Sebuah mobil Daihatsu Calya dan sepeda motor terlibat benturan keras yang mengakibatkan satu korban mengalami luka cukup serius.
Peristiwa tersebut sontak menyedot perhatian pengguna jalan karena lokasi kejadian dikenal sebagai jalur nasional dengan arus kendaraan berat yang tinggi.
Kasat Lantas Polres Rembang, AKP Ryan Mitha Pangesty, melalui Kanit Gakkum Satlantas Ipda Rahmat Hersa Widiatmoko, membeberkan kronologi kejadian berdasarkan hasil olah tempat kejadian perkara (TKP) dan keterangan saksi.
Mobil Daihatsu Calya yang dikemudikan Mohammad Noor Rofiq (41), warga Desa Triguno, Kecamatan Pucakwangi, Kabupaten Pati, melaju dari arah barat ke timur.
Saat tiba di lokasi kejadian, pengemudi mobil diduga menyalip kendaraan lain dari sisi kiri, dengan memanfaatkan bahu jalan.
“Mobil melintas di bahu jalan yang kondisinya tidak rata. Akibatnya kendaraan oleng dan mengenai bodi kiri depan sebuah truk yang berada di sampingnya,” jelas Ipda Rahmat.
Benturan awal dengan truk membuat mobil Calya kehilangan kendali. Kendaraan kemudian melewati marka tengah jalan dan menghantam sepeda motor yang melaju dari arah timur ke barat.

Sepeda motor tersebut dikendarai Rizka Maya Susanti (22), warga Desa Growong Kidul, Kecamatan Juwana, Kabupaten Pati.
Tak berhenti di situ, mobil Calya baru berhenti setelah terjun ke dalam parit di sisi selatan jalan Pantura.
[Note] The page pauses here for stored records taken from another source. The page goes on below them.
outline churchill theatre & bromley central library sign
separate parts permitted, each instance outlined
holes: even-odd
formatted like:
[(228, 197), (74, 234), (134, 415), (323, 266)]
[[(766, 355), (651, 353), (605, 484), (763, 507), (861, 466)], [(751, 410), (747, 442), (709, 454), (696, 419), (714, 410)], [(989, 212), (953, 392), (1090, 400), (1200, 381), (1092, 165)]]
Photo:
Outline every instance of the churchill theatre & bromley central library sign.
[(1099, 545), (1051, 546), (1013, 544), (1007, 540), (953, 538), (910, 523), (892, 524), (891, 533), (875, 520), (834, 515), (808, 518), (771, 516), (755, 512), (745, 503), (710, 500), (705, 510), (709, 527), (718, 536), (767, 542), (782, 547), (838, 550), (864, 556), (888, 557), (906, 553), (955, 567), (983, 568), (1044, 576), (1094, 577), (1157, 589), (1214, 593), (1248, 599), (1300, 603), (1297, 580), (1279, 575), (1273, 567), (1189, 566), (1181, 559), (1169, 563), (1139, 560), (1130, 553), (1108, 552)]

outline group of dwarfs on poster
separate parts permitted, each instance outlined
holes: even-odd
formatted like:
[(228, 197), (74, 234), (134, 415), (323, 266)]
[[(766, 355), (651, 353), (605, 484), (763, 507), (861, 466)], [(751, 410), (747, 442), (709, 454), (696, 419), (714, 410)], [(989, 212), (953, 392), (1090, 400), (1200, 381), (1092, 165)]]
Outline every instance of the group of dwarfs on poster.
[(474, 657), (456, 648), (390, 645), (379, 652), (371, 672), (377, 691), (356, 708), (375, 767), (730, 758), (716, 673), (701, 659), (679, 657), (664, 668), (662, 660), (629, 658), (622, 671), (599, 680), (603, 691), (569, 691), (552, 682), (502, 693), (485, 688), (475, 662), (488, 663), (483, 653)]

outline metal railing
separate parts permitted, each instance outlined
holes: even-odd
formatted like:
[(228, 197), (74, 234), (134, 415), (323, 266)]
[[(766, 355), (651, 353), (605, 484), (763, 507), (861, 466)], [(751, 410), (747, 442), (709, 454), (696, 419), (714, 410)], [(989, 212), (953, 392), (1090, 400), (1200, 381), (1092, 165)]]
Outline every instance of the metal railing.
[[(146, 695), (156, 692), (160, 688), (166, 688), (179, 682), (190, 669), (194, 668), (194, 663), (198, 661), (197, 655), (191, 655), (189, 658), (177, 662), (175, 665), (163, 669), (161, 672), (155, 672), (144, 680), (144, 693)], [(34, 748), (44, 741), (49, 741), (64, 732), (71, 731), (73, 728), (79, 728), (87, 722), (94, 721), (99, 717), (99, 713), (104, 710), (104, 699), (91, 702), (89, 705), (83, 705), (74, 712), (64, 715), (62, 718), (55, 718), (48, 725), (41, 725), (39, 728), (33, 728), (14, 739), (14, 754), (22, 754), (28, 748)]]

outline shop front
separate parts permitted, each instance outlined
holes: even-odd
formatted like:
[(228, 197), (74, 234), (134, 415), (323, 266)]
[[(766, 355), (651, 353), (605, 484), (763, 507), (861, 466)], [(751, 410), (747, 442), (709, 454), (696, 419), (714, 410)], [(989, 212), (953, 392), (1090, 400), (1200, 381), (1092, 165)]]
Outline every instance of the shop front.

“Untuk truk yang terlibat, identitasnya belum diketahui karena langsung meninggalkan lokasi kejadian,” imbuh Ipda Rahmat.
Akibat kecelakaan tersebut, pengendara sepeda motor mengalami luka-luka dan langsung dievakuasi ke Puskesmas Kaliori untuk mendapatkan perawatan medis.
“Korban dalam kondisi sadar, namun kami curigai mengalami fraktur pada paha kanan. Sementara pengemudi mobil selamat,” ungkap Ipda Rahmat.
Petugas Satlantas Polres Rembang juga segera mengerahkan mobil derek untuk mengevakuasi kendaraan yang masuk parit agar tidak mengganggu arus lalu lintas.
Peristiwa ini kembali menjadi peringatan keras bagi pengendara, khususnya di jalur Pantura, agar tidak menyalip dari sisi kiri atau bahu jalan yang kondisinya kerap tidak rata dan berisiko tinggi.
Polisi mengimbau pengguna jalan untuk selalu mengutamakan keselamatan dan mematuhi aturan lalu lintas demi mencegah kecelakaan serupa terulang.